Dunque, le forze riformiste e moderate non si facciano né intimorire né irretire nel subdolo gioco del “marciamo separati perché così conviene, che poi l’accordo lo troviamo”. Al contrario, abbiano il coraggio sia di rimarcare con nettezza le differenze che le separano da quelle populiste-sovraniste-protezioniste, sia di prendere atto che, quale sia la legge elettorale (ma forse è il caso di usare il plurale) con cui si andrà a votare, oggi non è più in campo il vecchio bipolarismo e che ciò che rimane del vecchio centro-sinistra e del non meno vecchio centro-destra non hanno in entrambi i casi alcuna possibilità concreta di uscire dalle urne avendo conquistato autonomamente la maggioranza dei seggi parlamentari. Chi oggi racconta che il Pd può guardare al 40% dei voti e prendersi così il premio di maggioranza – che non a caso testardamente Renzi vuole mantenere a favore della lista anziché della coalizione – e chi continua parlare di centro-destra come se le posizioni assunte dal duo Salvini-Meloni fossero compatibili con chi sta nei Popolari europei e sogna la “remuntada” berlusconiana, è non solo matto, ma pericoloso.
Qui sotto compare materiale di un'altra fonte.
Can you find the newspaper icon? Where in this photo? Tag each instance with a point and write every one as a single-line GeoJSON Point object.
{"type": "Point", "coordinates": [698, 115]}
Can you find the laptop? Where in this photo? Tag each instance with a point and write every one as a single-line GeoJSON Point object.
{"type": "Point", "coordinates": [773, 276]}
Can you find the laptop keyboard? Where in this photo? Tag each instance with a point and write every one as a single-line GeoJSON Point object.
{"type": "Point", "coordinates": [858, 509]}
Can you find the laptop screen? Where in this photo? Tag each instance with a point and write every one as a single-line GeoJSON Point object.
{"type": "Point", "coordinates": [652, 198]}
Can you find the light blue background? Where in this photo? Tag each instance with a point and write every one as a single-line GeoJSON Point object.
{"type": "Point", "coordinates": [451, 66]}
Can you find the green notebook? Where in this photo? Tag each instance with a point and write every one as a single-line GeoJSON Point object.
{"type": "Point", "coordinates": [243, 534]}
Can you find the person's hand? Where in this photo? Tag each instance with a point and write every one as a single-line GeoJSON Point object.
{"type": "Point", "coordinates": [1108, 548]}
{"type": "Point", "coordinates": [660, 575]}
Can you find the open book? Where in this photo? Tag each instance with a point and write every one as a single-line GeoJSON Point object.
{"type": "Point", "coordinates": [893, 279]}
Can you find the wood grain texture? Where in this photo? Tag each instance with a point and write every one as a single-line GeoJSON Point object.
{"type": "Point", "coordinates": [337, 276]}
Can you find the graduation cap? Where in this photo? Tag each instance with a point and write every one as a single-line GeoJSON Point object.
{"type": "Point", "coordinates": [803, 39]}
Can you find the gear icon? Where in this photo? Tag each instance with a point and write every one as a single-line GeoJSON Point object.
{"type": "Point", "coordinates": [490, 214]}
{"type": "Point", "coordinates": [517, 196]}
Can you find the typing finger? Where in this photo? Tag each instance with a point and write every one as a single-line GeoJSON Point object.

Giustamente Claudio Martelli evoca Sigmund Freud e la definizione, “coazione a ripetere”, che egli ebbe a dare a quella nevrosi che induce gli individui a perseverare nell’errore anziché ricordare e riconoscere il trauma subito per superarlo. L’ex leader socialista si riferisce a Renzi il superbo, al trauma del referendum e al suo pervicace rifiuto di imparare la lezione, per cui coltiva rancore e voglia di vendetta anziché tessere la tela delle alleanze. Ma lo stesso discorso vale i tanti centrodestrorsi che, come quei giapponesi che non si accorsero della fine della guerra, credono ancora che “appena Berlusconi torna in campo, glielo facciamo vedere noi…”.

Noi, invece, crediamo nella “ineluttabilità della grande coalizione” fin da quando erano chiari i disastri che avrebbe provocato il bipolarismo all’italiana della Seconda Repubblica, e non abbiamo remora alcuna a ripeterlo. Nel frattempo facciamo un voto perché in Francia vinca il riformista moderato Macron, primo passo indispensabile per salvare la Francia stessa, l’Europa e in buona misura anche la nostra povera Italia.